Some lives are harder than others. My Aunt had one of those.
Born late in life to her parents, she was always loved, but the family had moved on from small children. Some in the small town in which they lived thought she was actually the illegitimate daughter of her older sister, age 18, who would eventually become my mother. Of course, she wasn't, but the stigma would follow her like a cloud through life. A dark cloud followed her everywhere.
She was caught in a fire that destroyed the family restaurant, while still in her crib. Caught in the back, she was left to perish until her older brother broke free from those holding the family back and raced in to save his baby sister. He would be known as the family hero, especially by her.
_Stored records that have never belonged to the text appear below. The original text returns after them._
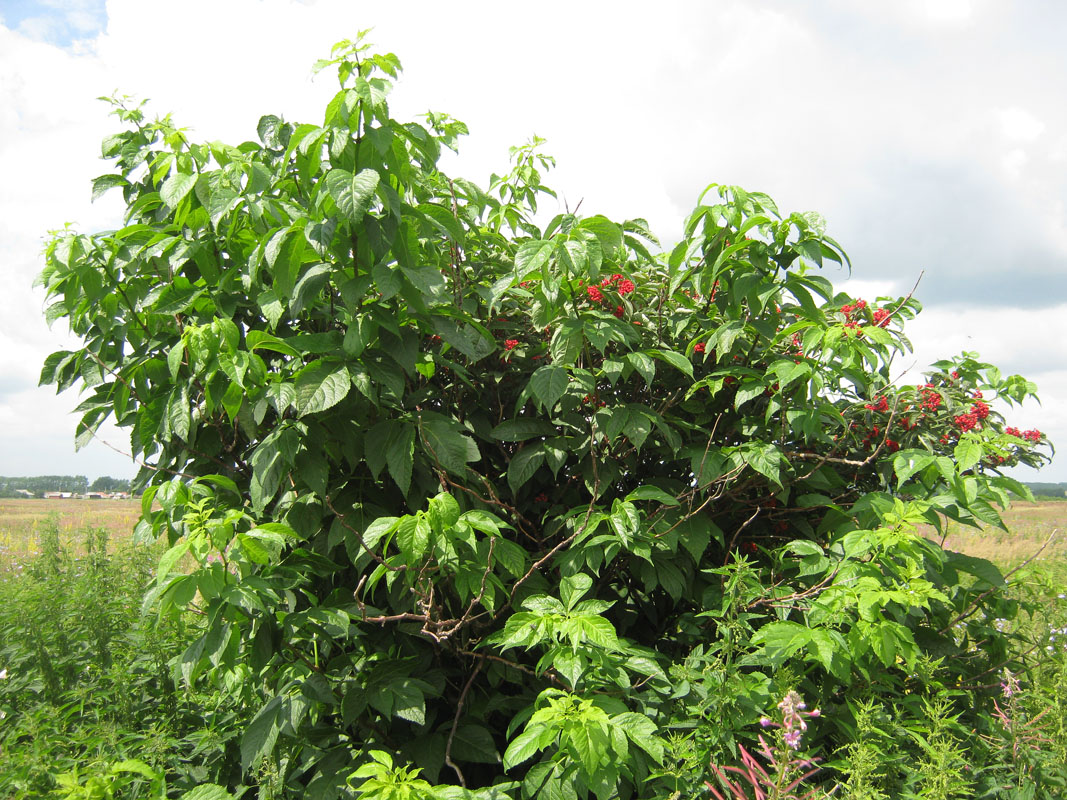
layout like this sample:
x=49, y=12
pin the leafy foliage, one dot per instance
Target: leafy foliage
x=519, y=504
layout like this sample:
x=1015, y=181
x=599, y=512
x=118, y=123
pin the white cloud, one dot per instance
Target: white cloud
x=1019, y=125
x=891, y=118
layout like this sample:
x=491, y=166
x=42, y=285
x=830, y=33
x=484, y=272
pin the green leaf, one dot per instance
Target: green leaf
x=781, y=639
x=967, y=453
x=548, y=384
x=261, y=734
x=523, y=465
x=399, y=453
x=645, y=365
x=448, y=446
x=352, y=193
x=207, y=792
x=521, y=429
x=474, y=744
x=175, y=189
x=980, y=568
x=652, y=493
x=523, y=748
x=319, y=386
x=675, y=360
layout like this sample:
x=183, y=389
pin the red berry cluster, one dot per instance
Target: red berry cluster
x=932, y=398
x=848, y=309
x=881, y=404
x=973, y=418
x=622, y=285
x=1034, y=435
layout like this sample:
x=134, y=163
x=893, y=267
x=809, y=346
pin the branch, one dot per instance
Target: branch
x=456, y=721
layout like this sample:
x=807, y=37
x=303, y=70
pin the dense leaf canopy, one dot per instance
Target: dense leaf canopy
x=523, y=502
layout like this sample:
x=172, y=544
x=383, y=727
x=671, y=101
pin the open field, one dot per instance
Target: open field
x=1030, y=526
x=20, y=521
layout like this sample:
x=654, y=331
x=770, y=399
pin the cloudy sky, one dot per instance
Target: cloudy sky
x=930, y=133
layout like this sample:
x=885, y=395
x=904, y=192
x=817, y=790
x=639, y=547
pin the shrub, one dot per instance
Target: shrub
x=522, y=504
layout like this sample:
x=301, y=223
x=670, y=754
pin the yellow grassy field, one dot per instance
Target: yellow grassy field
x=20, y=521
x=1030, y=524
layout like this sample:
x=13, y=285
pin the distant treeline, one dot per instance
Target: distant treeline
x=75, y=483
x=1058, y=491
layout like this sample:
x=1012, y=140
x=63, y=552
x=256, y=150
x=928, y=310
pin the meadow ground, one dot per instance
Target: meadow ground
x=1030, y=526
x=20, y=521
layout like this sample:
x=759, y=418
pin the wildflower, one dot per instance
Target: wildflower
x=1009, y=686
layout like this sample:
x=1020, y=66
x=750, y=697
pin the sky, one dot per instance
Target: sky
x=929, y=133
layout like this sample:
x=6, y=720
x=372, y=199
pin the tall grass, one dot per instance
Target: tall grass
x=88, y=681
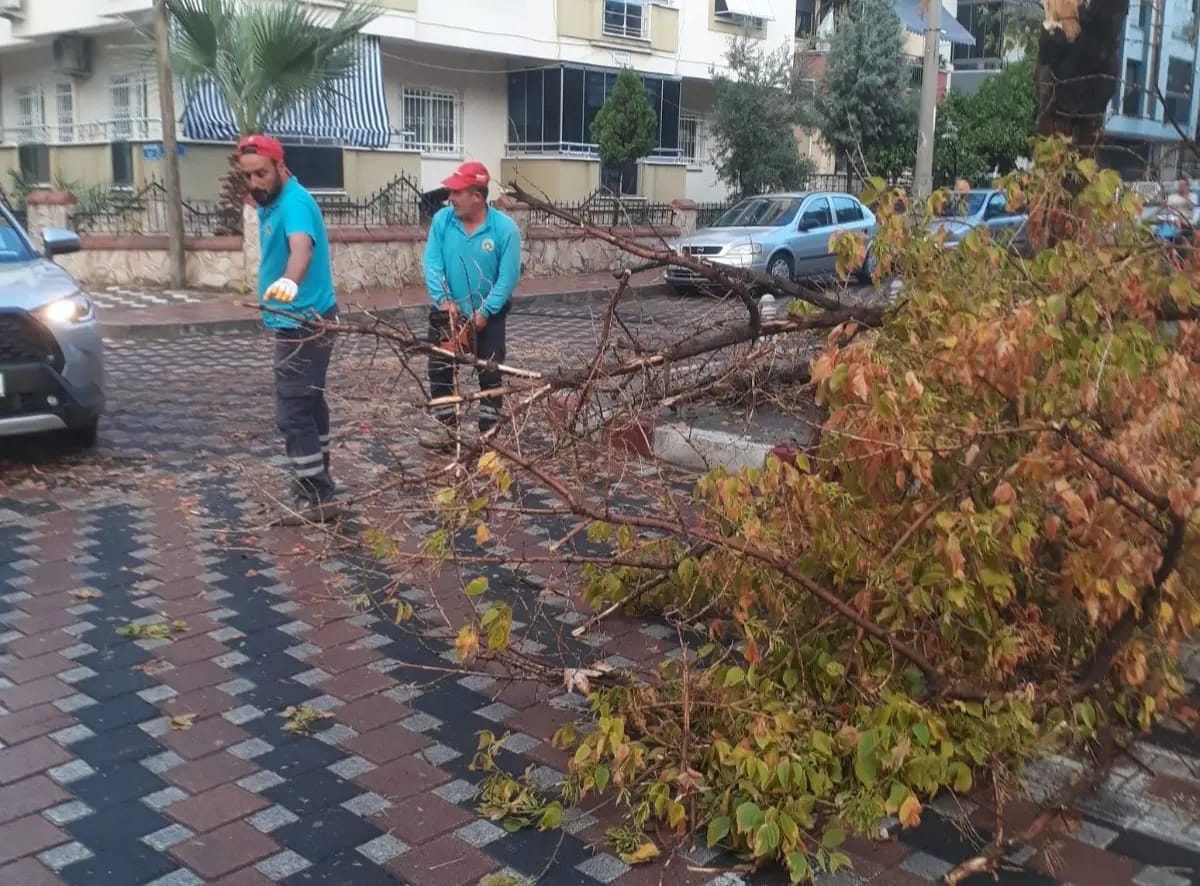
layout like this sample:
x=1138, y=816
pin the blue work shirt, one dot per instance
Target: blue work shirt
x=294, y=211
x=480, y=270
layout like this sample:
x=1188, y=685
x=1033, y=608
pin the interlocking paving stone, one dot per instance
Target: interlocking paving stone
x=265, y=614
x=383, y=849
x=283, y=864
x=167, y=837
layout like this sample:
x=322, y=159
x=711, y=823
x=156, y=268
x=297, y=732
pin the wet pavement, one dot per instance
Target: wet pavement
x=162, y=756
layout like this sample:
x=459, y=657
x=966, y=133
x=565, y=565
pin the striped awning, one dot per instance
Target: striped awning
x=357, y=117
x=913, y=19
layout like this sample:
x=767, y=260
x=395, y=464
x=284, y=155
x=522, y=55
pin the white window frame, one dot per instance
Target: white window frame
x=753, y=13
x=696, y=159
x=30, y=115
x=130, y=121
x=627, y=31
x=64, y=111
x=421, y=129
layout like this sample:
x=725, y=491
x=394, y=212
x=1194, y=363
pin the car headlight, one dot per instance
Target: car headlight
x=63, y=312
x=747, y=249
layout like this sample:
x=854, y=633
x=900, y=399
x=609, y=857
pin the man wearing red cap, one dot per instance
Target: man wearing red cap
x=295, y=282
x=472, y=265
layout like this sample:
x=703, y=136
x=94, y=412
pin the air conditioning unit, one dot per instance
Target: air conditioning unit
x=12, y=10
x=72, y=55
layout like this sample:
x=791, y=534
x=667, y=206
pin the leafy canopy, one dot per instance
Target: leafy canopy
x=625, y=129
x=990, y=556
x=265, y=57
x=862, y=106
x=991, y=127
x=754, y=120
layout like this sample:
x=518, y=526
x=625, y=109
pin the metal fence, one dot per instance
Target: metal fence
x=400, y=203
x=604, y=210
x=144, y=211
x=708, y=213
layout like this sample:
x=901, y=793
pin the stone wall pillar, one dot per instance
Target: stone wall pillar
x=47, y=208
x=516, y=210
x=251, y=252
x=683, y=215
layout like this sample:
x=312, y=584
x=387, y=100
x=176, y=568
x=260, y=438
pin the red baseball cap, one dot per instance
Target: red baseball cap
x=471, y=174
x=262, y=145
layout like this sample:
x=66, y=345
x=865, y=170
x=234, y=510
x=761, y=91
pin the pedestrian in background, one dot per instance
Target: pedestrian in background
x=472, y=267
x=295, y=282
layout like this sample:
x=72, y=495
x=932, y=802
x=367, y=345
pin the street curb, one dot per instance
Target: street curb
x=703, y=449
x=415, y=315
x=684, y=446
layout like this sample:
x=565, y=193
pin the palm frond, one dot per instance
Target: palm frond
x=267, y=57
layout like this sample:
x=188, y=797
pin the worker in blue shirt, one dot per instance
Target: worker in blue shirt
x=472, y=265
x=295, y=282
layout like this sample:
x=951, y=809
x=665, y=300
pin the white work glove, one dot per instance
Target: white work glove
x=282, y=289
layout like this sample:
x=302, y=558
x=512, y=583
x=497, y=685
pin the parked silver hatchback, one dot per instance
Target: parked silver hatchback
x=783, y=234
x=52, y=361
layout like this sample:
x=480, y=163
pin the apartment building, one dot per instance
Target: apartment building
x=1158, y=55
x=815, y=24
x=511, y=83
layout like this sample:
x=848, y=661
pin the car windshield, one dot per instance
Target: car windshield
x=12, y=245
x=960, y=205
x=759, y=213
They rushed her, wrapped in sheets, from the small town of Gerlach, 100 miles to the nearest town which was Reno, Nevada. She was badly burned, thought not to make it. She did. She was always bucking expectations.
Scarred for life, she had a tough one. The same uncle once said that she never mentally matured beyond age 18. He was right. She never did.
She was desperate for love. Desperate for someone to care enough for her to give her what everyone around her had. But only used and abused, it never happened. She never quit looking - in all the wrong places.
A son, without the father. Raised with the help of her mother. A prison term of 18 months for a mistake made while trying to ingratiate herself with the wrong people. No one was ever hurt, or a victim of any crime. She never got over it. Never recovered from it. Was forever terrified of authority. Her one and only brush with the law. Cementing the fact that the poor go to prison and the rich hire lawyers that evade even the most heinous crimes.
The last ten years were in bed, cared for by her son and his family. Felled by congestive heart failure and diabetes, one leg amputated, the other in jeopardy. Beautiful grandchildren that she adored, so proud of their accomplishments.
After my visit earlier in the month, she evidently didn't make it home again. I have no idea why she wasn't taken home that day - she was waiting to go. But instead she was sent to a convalescent home. It must have been such a blow. All she had with her were some pictures of her dogs - long gone, but not forgotten.
Her heart stopped five times last night. They revived her every time.
Until this morning.
Now she can go home, walk into the arms of those that love her, free from pain.
Rest in peace, Auntie. Give my Mama a kiss, okay?